Volume 158, Issue 4
Joel Rumson
Well, well, well, if it isn’t the light at the end of the tunnel. It’s not as bright as I would like, but it’s there.
February has passed, and now it’s March… Wasn’t it just October? I guess we really do need to stop and smell the roses.
February marked a turning point for The Brunswickan: We attended Canada’s largest student journalism conference, NASH, in Hamilton, Ontario. NASH is a national forum for student journalists from across the country. We met, laughed, and networked with other amazing students, slowly realizing that maybe we aren’t alone in this crazy world of student journalism.
Looking back, this moment is a special memory for me. It truly is a fucking wild world we find ourselves in, and coming together to adapt and overcome challenges collaboratively is a big step forward. It really doesn’t get any better than that.
Sometimes, I reflect on my time as Editor-in-Chief, or my time in Features from 2022 to 2024, or even further back, as a part-time reporter in 2021. If you’ve followed the magazine, you know the story: it was orientation, and hell, I didn’t even know where I was.
But at NASH, I led not just myself as Editor-in-Chief, and my team, but also that same little reporting me from 2021, into a new and wild world we never could have imagined.
Now, when I look in the mirror and see little reporter me, I proudly say, “you did it.”
What did I do, you ask? I provided my team with opportunities to grow, to learn, and to become better. Plus, I haven’t ever been to NASH — this was on my Brunswickan bucket list.

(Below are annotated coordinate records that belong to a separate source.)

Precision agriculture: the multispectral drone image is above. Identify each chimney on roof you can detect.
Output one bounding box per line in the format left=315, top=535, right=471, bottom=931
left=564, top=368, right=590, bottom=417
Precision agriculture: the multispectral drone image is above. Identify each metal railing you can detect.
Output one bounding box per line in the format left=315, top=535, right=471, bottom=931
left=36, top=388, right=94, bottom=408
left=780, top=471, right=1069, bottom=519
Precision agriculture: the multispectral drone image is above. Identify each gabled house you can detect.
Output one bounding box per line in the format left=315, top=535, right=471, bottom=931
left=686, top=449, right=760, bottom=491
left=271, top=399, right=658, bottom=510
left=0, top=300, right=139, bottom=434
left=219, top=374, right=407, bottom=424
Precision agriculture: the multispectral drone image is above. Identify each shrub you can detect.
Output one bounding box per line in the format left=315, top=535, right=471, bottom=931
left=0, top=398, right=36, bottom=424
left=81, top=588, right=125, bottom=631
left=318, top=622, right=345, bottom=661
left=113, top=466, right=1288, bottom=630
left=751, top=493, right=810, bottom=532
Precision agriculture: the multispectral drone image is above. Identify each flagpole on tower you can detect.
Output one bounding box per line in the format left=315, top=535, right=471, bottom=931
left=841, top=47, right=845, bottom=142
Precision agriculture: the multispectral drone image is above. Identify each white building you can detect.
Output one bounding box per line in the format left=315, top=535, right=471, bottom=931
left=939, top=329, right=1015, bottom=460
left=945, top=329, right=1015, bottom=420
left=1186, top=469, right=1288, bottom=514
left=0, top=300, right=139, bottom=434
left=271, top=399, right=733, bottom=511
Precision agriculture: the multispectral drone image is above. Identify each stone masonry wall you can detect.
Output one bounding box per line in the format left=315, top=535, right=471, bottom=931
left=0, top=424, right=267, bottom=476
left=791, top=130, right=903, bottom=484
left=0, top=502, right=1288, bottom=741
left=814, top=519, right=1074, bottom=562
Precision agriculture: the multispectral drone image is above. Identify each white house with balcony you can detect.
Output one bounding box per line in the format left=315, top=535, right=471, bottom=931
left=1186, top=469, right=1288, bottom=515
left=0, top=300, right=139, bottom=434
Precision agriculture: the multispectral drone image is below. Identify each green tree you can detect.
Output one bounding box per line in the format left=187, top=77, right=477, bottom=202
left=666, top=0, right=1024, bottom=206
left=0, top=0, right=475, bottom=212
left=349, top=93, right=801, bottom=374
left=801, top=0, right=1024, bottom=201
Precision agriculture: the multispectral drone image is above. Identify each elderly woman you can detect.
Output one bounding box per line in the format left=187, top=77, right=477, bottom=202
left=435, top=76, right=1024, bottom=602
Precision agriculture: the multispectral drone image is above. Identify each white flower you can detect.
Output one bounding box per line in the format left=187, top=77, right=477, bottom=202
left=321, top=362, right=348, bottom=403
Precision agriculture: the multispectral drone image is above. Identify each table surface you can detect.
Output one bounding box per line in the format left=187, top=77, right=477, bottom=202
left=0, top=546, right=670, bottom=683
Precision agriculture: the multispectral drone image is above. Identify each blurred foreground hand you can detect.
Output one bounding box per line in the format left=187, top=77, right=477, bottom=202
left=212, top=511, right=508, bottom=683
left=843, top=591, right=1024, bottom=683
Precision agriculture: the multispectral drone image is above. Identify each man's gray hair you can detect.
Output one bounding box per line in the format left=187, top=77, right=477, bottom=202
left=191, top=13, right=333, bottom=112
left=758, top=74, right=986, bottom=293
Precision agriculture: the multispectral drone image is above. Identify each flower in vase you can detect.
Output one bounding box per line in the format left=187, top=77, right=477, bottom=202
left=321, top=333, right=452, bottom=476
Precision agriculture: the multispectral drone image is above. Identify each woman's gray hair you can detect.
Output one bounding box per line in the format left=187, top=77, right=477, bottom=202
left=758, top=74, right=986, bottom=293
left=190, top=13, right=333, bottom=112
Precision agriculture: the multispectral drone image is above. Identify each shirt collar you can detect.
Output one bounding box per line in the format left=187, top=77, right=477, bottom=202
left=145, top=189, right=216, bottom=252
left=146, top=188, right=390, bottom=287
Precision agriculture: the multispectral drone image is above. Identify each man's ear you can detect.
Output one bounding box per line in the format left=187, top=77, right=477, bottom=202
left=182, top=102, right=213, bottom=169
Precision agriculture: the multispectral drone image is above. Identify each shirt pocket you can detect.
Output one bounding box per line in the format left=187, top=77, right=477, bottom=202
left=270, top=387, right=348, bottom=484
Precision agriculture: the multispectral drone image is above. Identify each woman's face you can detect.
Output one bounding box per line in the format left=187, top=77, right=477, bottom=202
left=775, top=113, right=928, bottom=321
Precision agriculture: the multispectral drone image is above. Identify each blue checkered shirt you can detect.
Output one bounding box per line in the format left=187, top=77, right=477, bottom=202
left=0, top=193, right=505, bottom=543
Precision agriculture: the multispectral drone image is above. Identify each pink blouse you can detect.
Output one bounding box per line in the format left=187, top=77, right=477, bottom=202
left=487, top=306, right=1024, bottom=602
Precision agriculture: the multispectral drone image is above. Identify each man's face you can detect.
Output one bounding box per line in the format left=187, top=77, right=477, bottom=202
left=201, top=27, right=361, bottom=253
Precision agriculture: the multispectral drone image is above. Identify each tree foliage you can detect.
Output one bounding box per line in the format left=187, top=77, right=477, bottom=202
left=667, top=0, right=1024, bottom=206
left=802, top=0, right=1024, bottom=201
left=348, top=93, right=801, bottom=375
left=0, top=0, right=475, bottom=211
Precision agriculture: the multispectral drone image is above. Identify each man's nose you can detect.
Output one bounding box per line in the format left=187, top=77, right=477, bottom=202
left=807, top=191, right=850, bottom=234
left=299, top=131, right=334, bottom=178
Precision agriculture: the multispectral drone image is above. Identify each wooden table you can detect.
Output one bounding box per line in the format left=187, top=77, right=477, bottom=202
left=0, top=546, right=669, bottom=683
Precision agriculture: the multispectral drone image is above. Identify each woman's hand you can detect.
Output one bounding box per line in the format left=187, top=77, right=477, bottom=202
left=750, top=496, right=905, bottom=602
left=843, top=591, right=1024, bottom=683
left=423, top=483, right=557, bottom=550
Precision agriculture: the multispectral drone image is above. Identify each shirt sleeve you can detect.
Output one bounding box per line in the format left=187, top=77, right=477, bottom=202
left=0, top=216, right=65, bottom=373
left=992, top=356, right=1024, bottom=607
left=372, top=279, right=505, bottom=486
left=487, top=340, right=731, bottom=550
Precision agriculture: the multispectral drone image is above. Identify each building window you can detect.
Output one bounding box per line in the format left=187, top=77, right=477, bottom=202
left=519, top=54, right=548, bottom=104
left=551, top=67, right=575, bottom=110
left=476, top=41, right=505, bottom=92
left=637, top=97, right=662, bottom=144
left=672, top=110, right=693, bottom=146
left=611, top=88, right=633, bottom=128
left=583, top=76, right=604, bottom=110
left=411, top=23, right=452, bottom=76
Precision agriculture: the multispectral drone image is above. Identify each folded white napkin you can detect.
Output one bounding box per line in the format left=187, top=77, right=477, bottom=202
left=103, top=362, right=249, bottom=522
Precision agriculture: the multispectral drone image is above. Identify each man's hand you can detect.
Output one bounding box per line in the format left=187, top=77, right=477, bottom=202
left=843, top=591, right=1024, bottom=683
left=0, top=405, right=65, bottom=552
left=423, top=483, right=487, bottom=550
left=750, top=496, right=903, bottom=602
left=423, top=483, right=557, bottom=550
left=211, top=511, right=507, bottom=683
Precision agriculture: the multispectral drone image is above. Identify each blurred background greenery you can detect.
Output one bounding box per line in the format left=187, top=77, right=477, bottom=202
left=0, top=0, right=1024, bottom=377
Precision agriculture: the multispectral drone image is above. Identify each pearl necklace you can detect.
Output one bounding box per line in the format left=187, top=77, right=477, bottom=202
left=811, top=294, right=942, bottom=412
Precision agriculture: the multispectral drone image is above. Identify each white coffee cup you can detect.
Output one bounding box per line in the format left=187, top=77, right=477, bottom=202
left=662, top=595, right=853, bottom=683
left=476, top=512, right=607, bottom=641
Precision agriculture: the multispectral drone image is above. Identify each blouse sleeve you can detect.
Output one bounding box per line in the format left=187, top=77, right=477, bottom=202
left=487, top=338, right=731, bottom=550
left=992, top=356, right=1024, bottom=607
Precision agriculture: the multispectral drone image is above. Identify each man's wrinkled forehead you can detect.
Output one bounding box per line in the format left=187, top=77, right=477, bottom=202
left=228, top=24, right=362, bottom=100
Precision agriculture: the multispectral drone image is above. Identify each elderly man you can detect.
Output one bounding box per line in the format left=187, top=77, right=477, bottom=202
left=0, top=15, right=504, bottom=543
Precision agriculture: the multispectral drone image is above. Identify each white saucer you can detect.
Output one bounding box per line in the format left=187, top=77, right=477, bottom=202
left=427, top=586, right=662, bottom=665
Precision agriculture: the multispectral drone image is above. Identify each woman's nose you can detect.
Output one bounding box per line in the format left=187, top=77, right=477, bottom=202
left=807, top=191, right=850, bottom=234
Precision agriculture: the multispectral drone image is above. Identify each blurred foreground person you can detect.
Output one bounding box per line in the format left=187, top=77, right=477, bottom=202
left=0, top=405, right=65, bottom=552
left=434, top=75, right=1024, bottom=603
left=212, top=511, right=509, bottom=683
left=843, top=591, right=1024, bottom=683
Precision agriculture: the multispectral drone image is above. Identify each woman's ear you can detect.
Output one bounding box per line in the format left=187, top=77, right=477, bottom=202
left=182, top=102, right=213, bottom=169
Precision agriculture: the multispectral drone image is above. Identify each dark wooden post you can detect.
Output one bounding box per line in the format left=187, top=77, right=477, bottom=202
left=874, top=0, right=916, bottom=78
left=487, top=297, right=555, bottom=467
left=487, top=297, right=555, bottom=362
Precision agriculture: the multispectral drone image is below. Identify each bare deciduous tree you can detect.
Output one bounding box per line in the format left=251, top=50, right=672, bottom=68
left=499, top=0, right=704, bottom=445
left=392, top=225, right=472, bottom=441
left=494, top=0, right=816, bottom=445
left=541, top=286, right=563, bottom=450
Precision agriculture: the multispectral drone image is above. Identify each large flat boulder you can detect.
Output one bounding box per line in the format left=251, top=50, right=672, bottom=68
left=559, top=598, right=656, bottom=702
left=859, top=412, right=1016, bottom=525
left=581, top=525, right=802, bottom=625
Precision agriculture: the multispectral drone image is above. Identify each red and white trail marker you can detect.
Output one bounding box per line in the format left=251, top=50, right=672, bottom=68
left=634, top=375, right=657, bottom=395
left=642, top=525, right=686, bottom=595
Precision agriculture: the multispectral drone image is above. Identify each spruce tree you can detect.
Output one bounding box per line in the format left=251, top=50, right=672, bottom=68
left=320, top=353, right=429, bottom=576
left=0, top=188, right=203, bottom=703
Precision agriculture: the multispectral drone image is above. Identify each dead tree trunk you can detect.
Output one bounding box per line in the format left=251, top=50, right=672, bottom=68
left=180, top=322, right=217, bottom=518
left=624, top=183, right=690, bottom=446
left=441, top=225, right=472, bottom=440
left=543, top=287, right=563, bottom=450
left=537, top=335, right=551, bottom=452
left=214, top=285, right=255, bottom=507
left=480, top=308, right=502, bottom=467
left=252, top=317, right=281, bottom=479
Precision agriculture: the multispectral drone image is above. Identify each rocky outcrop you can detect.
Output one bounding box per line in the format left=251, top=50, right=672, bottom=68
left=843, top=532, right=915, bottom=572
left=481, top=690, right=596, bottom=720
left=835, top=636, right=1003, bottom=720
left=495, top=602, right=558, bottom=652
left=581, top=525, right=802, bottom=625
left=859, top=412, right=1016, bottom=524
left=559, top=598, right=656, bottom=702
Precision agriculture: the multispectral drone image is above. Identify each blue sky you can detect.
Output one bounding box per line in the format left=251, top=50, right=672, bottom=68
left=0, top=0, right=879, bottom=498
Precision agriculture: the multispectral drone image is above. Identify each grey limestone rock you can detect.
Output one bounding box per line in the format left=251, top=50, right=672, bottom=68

In simple terms, this means, to remember, to look back, and to smile. Not just because we went on a fantastic all-paid trip to Ontario, but, more importantly, when we almost got kidnapped in an Uber and later made it to the Hamilton Botanical Garden. When we met loads of fantastic students, and, when I almost choked Thomas because he wouldn’t stop snoring. Also, when we went to that extremely overwhelming club with smoke machines choking you out like when you were in grade 10 again and having a lunchtime sesh at your buddies… and my favourite, when we successfully found a weed dispensary in a whole new province — In New Brunswick, that is what we like to call: growth.
Everyone says, “students are the future”, but for fuck sake, can we just drop the academic talk? Can we cut the shit, and be honest with each other? The faster you do, the faster you will appreciate all the fantastic life achievements you have made thus far — that are not revolving around a fucking letter grade.
For me, one is getting weed in a new province.
But, I could go on and on for pages and pages on what I appreciate… so it is probably best we just end it here and I let you enjoy the next 25.